Posted by Zachary D. Schorr, Schorr Law, APC, 310-954-1877, zschorr@schorr-law.com
April 2, 2009
I just got word today, that my seminar on how to prepare for commercial real estate leasing disputes is now available for purchase. Visit researchandmarkets.com for more information.
The seminar is available for viewing on your computer or ipod. We This is good timing as we are seeing a rise in commercial real estate disputes based on the current market. I expect this to remain a hotbed of activity while business continue to struggle.
For more information, please contact us at 310-954-1877 or info@schorr-law.com.
March 11, 2009
I discovered this morning that I was quoted on an affiliate website of the Philadephia Inquirer and the Philadelphia Daily News. The article, Having a Good Landlord Tenant Relationship, deals with issues facing both landlords and tenants.
In the article, I am quoted on several issues dealing with preserving and protecting both the landlord and tenant’s rights in leasing disputes. The goal is always to resovle the situation amicably. If the parties cannot reach an amicable resolution, then I try to give sound advice on preparing for litigation and trial.
Posted by Zachary D. Schorr, Schorr Law, APC, 323-658-8196, info@schorr-law.com.
February 25, 2009
The California Court of Appeals (3rd District) recently issued an opinion in Muzzi v. Bel Air Mart finding that Bel Air Mart, an anchor tenant on a commercial lease with Muzzi was not permitted to use common area parking spaces for food racks, pallets, an oil recycling bin and broken shopping carts despite provisions in their commercial lease allowing the use of common areas for the loading and unloading of merchandise. This opinion overruled the trial court’ s decision.
The Court of Appeals found that these items were left in the parking spaces far beyond any time associated with the actual loading and unloading of merchandise.
More specifically, the Court of Appeals found:
“”None of these uses involves the “loading and unloading of merchandise” as contemplated by the lease. These items were not placed in parking spaces a reasonable time before they were picked up; the parking spaces were permanently used for the storage of these items. By keeping items in these spaces, Bel Air appropriated these parking spaces to the exclusion of anyone else. The fact that few cars parked in this part of the shopping center is irrelevant (particularly given that Bel Air’s use of this area made this a less-than-desirable place to park). Under the lease, Bel Air had the right to nonexclusive use of these parking areas; it had no authority to commandeer these spaces for its own storage purposes.”

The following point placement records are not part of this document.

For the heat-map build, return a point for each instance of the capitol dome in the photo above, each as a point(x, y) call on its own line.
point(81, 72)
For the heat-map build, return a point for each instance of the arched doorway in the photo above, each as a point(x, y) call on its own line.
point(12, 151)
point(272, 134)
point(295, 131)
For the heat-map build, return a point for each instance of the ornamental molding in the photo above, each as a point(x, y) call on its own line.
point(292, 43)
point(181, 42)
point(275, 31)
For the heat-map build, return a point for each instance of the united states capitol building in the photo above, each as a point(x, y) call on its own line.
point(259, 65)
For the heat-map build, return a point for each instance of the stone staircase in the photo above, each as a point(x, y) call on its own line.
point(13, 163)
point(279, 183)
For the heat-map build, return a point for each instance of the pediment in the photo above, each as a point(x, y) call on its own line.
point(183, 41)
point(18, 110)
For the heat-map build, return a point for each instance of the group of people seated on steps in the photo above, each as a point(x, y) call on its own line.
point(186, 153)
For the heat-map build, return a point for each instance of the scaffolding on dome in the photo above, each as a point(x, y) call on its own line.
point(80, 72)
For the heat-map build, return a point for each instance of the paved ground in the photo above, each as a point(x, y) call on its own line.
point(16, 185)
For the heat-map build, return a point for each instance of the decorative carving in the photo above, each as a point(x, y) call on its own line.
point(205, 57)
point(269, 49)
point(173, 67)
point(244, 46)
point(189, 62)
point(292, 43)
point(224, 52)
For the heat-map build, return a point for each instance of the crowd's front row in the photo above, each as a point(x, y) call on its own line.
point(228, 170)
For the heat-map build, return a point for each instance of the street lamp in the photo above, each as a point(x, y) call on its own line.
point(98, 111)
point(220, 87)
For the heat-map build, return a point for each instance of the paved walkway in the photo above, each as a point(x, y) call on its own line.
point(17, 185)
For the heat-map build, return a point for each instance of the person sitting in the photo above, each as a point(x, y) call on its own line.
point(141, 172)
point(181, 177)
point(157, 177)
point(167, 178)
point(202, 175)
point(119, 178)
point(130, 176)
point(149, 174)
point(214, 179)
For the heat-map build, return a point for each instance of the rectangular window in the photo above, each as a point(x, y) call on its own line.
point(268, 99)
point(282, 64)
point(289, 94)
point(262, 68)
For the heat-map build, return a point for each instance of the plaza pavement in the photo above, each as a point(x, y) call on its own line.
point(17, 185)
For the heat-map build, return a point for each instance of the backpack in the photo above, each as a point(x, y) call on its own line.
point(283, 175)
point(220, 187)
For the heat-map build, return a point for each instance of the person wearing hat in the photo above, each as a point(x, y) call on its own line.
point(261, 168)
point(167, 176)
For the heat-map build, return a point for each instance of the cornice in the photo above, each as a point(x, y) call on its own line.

In other words, Bel Air’s exclusive and continuing use of these parking spaces violated its commercial lease.
February 24, 2009
As an active litigator in Los Angeles County, I would like to see the Los Angeles County Superior Court embrace online court filings. In my opinion, there are many benefits to online filing. Consider just a few:
1. Ease the burden on the court on scanning incoming documents. Currently the central district scans incoming documents and makes them available to the public online for a fee.
2. Allow parties to have instant access to filed documents.
3. Decrease court traffic. Currently attorneys rely on attorney services (messengers) to file and deliver documents. While these services are very helpful they tend to tie up the filing window and increase the number of visitors to the court house on any given day. While messenger services would still be needed, electronic filings would streamline the court filing process.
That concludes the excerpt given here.